Load exceptions last in Tokenizer.from_bytes

In `Tokenizer.from_bytes`, the exceptions should be loaded last so that they are only processed once as part of loading the model. The exceptions are tokenized as phrase matcher patterns in the background and the internal tokenization needs to be synced with all the remaining tokenizer settings.

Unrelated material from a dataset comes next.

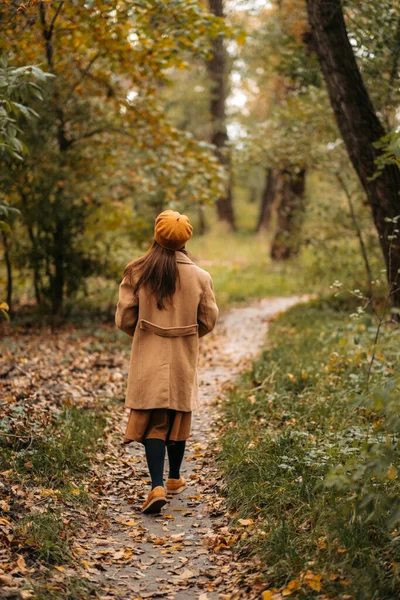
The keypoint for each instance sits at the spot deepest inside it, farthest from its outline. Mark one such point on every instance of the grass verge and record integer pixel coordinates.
(310, 455)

If the exceptions are not loaded last, there are speed regressions for `Tokenizer.from_bytes/disk` vs. `Tokenizer.add_special_case` as the caches are reloaded more than necessary during deserialization.
2026-01-14 04:19:07 +03:00 · 2023-04-20 09:02:34 +02:00 · 2023-04-20 09:02:34 +02:00 · e315a2637e
commit e315a2637e
parent 8e6a3d58d8
1 changed files with 4 additions and 2 deletions
--- a/spacy/tokenizer.pyx
+++ b/spacy/tokenizer.pyx
@ -834,10 +834,12 @@ cdef class Tokenizer:
            self.token_match = re.compile(data["token_match"]).match
        if "url_match" in data and isinstance(data["url_match"], str):
            self.url_match = re.compile(data["url_match"]).match
-        if "rules" in data and isinstance(data["rules"], dict):
-            self.rules = data["rules"]
        if "faster_heuristics" in data:
            self.faster_heuristics = data["faster_heuristics"]
+        # always load rules last so that all other settings are set before the
+        # internal tokenization for the phrase matcher
+        if "rules" in data and isinstance(data["rules"], dict):
+            self.rules = data["rules"]
        return self